Latest AI Papers: Nov 16, 2025

by Alex Johnson 31 views

Latest AI Research Papers - November 16, 2025

This article provides a curated overview of the latest research papers in Artificial Intelligence, published on November 16, 2025. The papers are categorized into four key areas: Vision Language Action (VLA), Robotics, Vision Language Models (VLM), and World Models. This summary aims to provide a snapshot of the current advancements in these rapidly evolving fields. For a more comprehensive reading experience and access to the full papers, please visit the Github page.

Vision Language Action

Vision Language Action (VLA) models are at the forefront of AI, focusing on creating agents that can understand visual information and take actions.

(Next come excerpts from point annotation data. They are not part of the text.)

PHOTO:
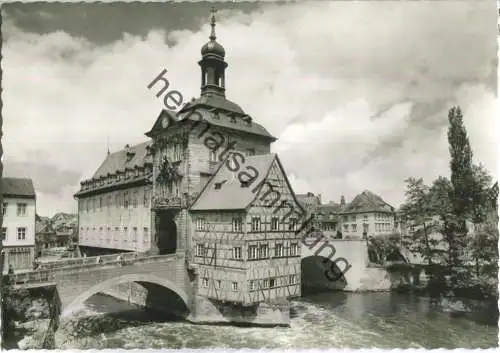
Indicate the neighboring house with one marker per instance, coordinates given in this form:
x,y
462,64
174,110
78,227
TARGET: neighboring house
x,y
310,202
366,215
247,252
18,231
327,216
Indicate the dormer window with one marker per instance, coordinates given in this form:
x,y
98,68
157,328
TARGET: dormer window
x,y
130,155
219,184
247,119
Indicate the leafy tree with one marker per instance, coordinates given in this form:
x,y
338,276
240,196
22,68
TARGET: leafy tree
x,y
462,198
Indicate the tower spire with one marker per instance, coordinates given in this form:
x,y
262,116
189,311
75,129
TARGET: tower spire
x,y
212,64
212,24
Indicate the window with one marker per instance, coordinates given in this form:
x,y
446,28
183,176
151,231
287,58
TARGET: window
x,y
200,250
237,252
272,282
21,209
200,224
263,251
213,156
252,252
255,224
274,223
21,233
278,250
125,199
237,224
135,199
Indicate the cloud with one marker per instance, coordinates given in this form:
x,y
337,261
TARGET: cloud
x,y
357,92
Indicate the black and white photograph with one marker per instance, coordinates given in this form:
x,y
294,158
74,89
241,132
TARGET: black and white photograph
x,y
249,175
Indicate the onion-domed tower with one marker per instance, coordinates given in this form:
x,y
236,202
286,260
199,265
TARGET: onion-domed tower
x,y
212,65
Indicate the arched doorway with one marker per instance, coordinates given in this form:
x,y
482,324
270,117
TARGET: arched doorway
x,y
166,231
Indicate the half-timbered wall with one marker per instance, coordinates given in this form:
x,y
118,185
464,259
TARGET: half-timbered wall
x,y
266,265
201,163
172,146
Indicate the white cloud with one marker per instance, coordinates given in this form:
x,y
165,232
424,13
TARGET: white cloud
x,y
317,75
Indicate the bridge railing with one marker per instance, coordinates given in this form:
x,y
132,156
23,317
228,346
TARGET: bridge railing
x,y
91,260
46,275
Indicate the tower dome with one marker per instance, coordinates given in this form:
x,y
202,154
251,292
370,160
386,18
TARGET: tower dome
x,y
212,47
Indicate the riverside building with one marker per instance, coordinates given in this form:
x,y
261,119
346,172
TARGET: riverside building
x,y
206,185
18,228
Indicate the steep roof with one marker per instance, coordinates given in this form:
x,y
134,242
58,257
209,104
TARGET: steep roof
x,y
18,187
213,117
329,208
231,195
309,199
119,160
367,201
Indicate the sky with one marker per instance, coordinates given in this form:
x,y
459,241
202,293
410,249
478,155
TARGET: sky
x,y
357,93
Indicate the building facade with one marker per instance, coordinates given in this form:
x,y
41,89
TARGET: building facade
x,y
114,206
245,251
204,185
18,229
366,215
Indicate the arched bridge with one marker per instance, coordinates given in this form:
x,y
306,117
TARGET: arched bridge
x,y
163,276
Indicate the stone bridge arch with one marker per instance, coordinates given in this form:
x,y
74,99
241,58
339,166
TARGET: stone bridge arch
x,y
146,280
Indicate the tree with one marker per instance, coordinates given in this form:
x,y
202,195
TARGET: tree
x,y
461,196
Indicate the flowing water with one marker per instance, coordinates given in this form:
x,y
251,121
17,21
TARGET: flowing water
x,y
328,320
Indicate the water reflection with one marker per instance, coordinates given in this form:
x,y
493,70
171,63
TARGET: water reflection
x,y
383,320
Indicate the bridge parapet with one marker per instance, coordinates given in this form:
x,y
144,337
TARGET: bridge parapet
x,y
93,259
48,275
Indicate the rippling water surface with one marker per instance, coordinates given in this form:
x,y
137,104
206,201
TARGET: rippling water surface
x,y
329,320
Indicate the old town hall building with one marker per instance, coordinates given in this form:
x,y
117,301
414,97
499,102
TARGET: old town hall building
x,y
205,184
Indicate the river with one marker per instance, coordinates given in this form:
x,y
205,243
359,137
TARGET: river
x,y
327,320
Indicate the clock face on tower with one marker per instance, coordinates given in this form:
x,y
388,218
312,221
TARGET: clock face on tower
x,y
164,122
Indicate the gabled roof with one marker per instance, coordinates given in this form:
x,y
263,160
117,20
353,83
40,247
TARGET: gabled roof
x,y
118,161
367,201
232,195
212,117
329,208
18,187
309,199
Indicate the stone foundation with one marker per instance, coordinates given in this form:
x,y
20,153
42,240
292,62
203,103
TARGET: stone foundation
x,y
205,311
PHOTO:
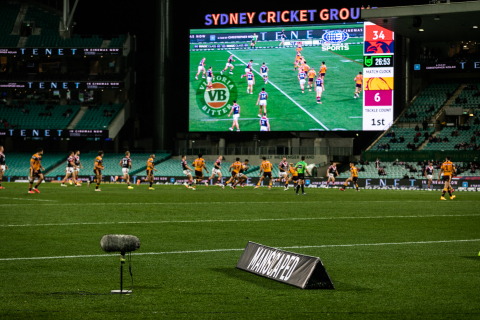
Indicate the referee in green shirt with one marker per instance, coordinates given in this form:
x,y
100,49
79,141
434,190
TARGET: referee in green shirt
x,y
301,169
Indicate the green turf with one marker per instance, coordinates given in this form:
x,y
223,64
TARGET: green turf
x,y
338,111
437,280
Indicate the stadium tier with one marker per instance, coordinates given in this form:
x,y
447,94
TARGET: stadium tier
x,y
94,117
19,163
33,116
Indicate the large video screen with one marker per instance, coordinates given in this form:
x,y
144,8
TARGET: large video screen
x,y
291,78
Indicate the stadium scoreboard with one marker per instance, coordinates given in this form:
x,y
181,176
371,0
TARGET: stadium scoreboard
x,y
335,52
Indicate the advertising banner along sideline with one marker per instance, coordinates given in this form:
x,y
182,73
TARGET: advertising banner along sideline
x,y
295,269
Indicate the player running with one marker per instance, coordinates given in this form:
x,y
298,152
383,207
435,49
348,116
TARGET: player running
x,y
311,77
358,85
234,169
264,72
429,174
447,169
241,177
209,79
301,78
150,169
332,171
264,123
282,39
301,169
283,170
262,101
319,89
187,172
216,170
69,169
353,178
266,168
253,42
323,70
126,164
248,69
199,165
229,65
3,166
291,171
97,169
236,115
201,67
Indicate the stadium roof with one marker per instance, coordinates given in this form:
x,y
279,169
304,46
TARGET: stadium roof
x,y
439,22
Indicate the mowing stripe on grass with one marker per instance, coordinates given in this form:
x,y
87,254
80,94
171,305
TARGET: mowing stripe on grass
x,y
240,249
286,95
232,220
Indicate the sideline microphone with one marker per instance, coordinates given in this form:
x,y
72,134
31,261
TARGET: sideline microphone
x,y
119,243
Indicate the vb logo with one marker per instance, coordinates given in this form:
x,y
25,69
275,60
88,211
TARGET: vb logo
x,y
219,101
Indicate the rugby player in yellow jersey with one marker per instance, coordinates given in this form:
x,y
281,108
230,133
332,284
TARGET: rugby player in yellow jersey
x,y
311,76
35,166
291,171
150,169
448,170
353,177
97,169
358,85
234,169
266,168
199,165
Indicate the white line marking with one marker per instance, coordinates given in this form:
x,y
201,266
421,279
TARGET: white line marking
x,y
231,220
240,249
286,95
27,199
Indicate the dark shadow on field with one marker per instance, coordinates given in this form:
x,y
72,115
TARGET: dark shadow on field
x,y
476,258
241,275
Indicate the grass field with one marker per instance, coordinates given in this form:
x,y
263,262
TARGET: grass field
x,y
288,109
390,254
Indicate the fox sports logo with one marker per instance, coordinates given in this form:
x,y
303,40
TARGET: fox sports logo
x,y
335,36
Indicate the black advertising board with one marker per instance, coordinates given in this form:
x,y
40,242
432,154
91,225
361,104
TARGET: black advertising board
x,y
295,269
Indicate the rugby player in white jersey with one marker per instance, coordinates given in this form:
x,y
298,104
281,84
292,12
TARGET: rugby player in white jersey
x,y
217,170
262,101
201,67
229,65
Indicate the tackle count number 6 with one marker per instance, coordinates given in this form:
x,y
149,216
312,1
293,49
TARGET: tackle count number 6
x,y
376,35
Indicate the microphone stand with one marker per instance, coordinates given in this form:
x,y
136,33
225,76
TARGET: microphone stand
x,y
122,262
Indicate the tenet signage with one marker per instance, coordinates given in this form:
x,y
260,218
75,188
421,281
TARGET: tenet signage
x,y
286,16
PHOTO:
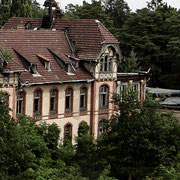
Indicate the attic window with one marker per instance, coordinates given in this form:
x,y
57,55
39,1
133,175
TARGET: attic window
x,y
33,68
47,65
28,25
70,69
45,61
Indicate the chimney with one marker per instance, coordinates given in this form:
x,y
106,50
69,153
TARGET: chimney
x,y
47,20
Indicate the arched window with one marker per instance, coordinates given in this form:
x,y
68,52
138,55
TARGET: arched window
x,y
83,129
83,99
110,64
67,133
4,97
20,102
101,65
102,126
68,100
53,101
106,63
103,97
37,102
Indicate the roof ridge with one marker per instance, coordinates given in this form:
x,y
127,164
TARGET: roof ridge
x,y
100,24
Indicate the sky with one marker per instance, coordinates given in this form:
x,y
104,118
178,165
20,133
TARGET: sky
x,y
133,4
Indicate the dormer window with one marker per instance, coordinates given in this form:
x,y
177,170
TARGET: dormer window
x,y
47,65
45,61
106,61
33,68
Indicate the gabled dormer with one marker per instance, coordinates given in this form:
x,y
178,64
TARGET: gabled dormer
x,y
106,68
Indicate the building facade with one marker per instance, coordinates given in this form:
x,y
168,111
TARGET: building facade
x,y
65,74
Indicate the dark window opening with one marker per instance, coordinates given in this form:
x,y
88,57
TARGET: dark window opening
x,y
53,101
83,99
20,103
37,103
67,134
103,97
68,103
102,126
105,64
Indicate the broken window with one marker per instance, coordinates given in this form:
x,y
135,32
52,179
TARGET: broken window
x,y
106,61
20,102
68,99
102,126
37,102
67,134
83,99
53,101
103,104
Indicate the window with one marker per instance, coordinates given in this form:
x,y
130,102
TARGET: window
x,y
123,90
6,79
103,97
83,99
110,64
106,61
83,129
101,65
53,101
68,103
37,102
20,102
106,64
67,133
101,126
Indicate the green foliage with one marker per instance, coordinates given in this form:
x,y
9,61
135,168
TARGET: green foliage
x,y
139,139
151,33
21,8
89,11
6,54
118,10
4,11
83,129
88,155
130,64
37,11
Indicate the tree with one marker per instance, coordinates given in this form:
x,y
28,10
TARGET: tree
x,y
21,8
154,42
118,10
4,11
89,11
129,65
37,11
154,4
139,139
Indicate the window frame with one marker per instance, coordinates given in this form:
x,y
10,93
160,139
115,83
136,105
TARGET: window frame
x,y
21,100
39,112
84,107
102,127
103,93
55,103
70,101
71,130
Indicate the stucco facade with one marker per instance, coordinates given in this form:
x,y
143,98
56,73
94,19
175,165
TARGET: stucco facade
x,y
49,80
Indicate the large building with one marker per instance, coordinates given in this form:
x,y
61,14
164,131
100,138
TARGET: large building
x,y
62,71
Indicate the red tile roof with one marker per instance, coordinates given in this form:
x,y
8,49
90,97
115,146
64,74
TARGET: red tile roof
x,y
87,35
28,44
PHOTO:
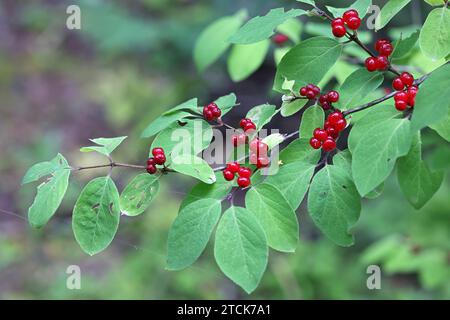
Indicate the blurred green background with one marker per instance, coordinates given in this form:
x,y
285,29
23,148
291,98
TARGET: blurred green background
x,y
130,62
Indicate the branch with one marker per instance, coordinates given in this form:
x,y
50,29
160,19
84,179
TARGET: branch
x,y
418,82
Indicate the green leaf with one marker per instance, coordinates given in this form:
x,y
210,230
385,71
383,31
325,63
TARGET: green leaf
x,y
241,248
375,115
416,180
443,128
390,10
193,166
191,138
404,46
49,193
293,186
299,150
246,59
357,86
138,194
308,62
290,108
163,122
362,6
105,145
260,28
213,41
226,103
261,115
432,105
96,215
190,232
434,38
334,204
275,215
217,190
375,155
312,118
291,28
190,105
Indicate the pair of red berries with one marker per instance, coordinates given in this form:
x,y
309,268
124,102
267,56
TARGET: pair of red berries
x,y
211,112
258,153
280,39
403,99
310,91
159,158
350,18
326,138
326,100
244,174
381,63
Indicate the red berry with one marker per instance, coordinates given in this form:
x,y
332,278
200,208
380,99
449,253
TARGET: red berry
x,y
350,14
382,63
371,64
354,23
340,125
339,31
315,143
207,113
310,94
320,134
397,84
262,162
337,22
253,158
228,175
379,43
233,167
407,79
243,122
335,117
386,49
216,112
332,132
280,38
332,96
151,169
323,99
329,145
401,96
243,182
245,172
160,159
326,106
249,126
401,105
156,151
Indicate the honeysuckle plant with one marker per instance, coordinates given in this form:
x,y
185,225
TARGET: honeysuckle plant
x,y
350,139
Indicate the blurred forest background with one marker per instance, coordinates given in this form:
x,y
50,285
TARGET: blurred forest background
x,y
131,61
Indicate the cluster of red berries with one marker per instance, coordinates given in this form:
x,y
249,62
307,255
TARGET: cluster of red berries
x,y
350,18
310,91
326,100
159,158
244,174
403,98
211,112
258,153
280,38
385,49
326,138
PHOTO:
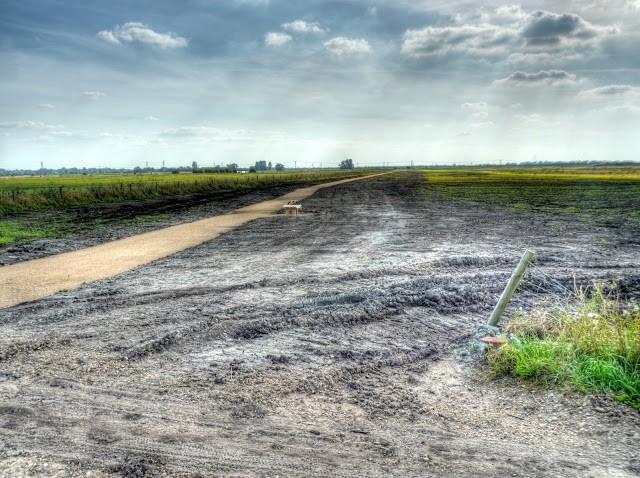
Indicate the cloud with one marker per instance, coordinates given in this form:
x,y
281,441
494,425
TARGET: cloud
x,y
507,30
30,125
300,26
276,39
611,91
137,32
474,39
543,76
108,36
346,46
94,95
476,110
546,28
208,134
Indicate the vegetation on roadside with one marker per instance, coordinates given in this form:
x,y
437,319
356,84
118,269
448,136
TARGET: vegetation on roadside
x,y
606,194
11,231
593,346
33,193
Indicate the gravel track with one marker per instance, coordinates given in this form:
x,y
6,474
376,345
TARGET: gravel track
x,y
323,345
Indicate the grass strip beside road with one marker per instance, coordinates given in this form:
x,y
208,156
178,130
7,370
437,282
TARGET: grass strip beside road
x,y
594,346
33,193
607,195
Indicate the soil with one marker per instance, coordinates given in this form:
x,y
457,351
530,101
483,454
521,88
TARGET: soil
x,y
331,344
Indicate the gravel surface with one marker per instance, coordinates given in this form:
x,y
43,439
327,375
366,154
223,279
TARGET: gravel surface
x,y
332,344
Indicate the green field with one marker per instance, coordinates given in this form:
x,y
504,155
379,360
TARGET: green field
x,y
42,192
609,195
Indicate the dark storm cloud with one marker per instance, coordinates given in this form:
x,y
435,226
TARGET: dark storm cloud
x,y
538,32
546,28
552,76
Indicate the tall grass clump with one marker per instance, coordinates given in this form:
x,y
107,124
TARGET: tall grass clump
x,y
592,346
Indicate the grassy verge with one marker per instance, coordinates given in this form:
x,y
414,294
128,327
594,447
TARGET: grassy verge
x,y
594,346
34,193
10,231
608,195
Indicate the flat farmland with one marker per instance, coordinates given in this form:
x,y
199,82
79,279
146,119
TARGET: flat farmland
x,y
330,344
24,193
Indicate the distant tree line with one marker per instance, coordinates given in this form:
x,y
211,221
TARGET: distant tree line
x,y
267,166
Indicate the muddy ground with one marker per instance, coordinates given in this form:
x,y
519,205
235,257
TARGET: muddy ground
x,y
332,344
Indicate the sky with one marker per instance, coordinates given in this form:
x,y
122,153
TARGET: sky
x,y
309,83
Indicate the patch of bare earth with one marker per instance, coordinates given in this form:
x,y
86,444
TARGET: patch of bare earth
x,y
323,345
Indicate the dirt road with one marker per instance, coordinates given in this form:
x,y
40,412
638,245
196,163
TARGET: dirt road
x,y
323,346
41,277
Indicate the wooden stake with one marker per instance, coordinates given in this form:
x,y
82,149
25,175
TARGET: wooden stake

Here's a look at the latest papers:

  • Towards Blind and Low-Vision Accessibility of Lightweight VLMs and Custom LLM-Evals: This paper explores how to make VLA models accessible for people with visual impairments, a crucial step towards inclusive AI.
  • OmniVGGT: Omni-Modality Driven Visual Geometry Grounded: This research delves into grounding visual geometry using multiple modalities, enhancing the understanding of complex scenes.
  • SemanticVLA: Semantic-Aligned Sparsification and Enhancement for Efficient Robotic Manipulation: This paper, accepted to AAAI 2026, presents advancements in robotic manipulation by aligning semantics for efficient performance.
  • Facial-R1: Aligning Reasoning and Recognition for Facial Emotion Analysis: This work, accepted by AAAI 2026, focuses on improving facial emotion analysis by aligning reasoning and recognition.
  • Agent Journey Beyond RGB: Hierarchical Semantic-Spatial Representation Enrichment for Vision-and-Language Navigation: This paper, also accepted to AAAI 2026, explores enriching navigation by going beyond standard RGB data.
  • Phantom Menace: Exploring and Enhancing the Robustness of VLA Models against Physical Sensor Attacks: Accepted by AAAI 2026, this paper investigates the robustness of VLA models against physical sensor attacks.
  • Audio-VLA: Adding Contact Audio Perception to Vision-Language-Action Model for Robotic Manipulation: This research explores the addition of contact audio perception to VLA models for robotic manipulation.
  • Improving Pre-Trained Vision-Language-Action Policies with Model-Based Search: This paper focuses on improving pre-trained VLA policies using model-based search.
  • Towards Embodied Agentic AI: Review and Classification of LLM- and VLM-Driven Robot Autonomy and Interaction: This paper reviews and classifies LLM and VLM-driven robot autonomy and interaction.
  • MAP-VLA: Memory-Augmented Prompting for Vision-Language-Action Model in Robotic Manipulation: This paper explores the use of memory-augmented prompting in VLA models for robotic manipulation.
  • WMPO: World Model-based Policy Optimization for Vision-Language-Action Models: This research explores world model-based policy optimization for VLA models.
  • Think, Remember, Navigate: Zero-Shot Object-Goal Navigation with VLM-Powered Reasoning: This paper investigates zero-shot object-goal navigation using VLM-powered reasoning.
  • Lumine: An Open Recipe for Building Generalist Agents in 3D Open Worlds: This paper presents an open recipe for building generalist agents in 3D open worlds.
  • Survey of Vision-Language-Action Models for Embodied Manipulation: This is a survey of VLA models in the context of embodied manipulation, presented in Chinese.
  • MirrorLimb: Implementing hand pose acquisition and robot teleoperation based on RealMirror: This research focuses on implementing hand pose acquisition and robot teleoperation using RealMirror.

Robot

Robotics research continues to advance, focusing on improving robot capabilities and applications. Key papers include:

  • Robot Crash Course: Learning Soft and Stylized Falling: This research focuses on teaching robots to fall safely and with style.
  • Text to Robotic Assembly of Multi Component Objects using 3D Generative AI and Vision Language Models: Accepted to NeurIPS 2025, this paper uses 3D generative AI and VLM for robotic assembly.
  • SemanticVLA: Semantic-Aligned Sparsification and Enhancement for Efficient Robotic Manipulation: (Repeated from above). This paper is also relevant to the robotics category.
  • Onboard Mission Replanning for Adaptive Cooperative Multi-Robot Systems: This paper focuses on mission replanning for cooperative multi-robot systems.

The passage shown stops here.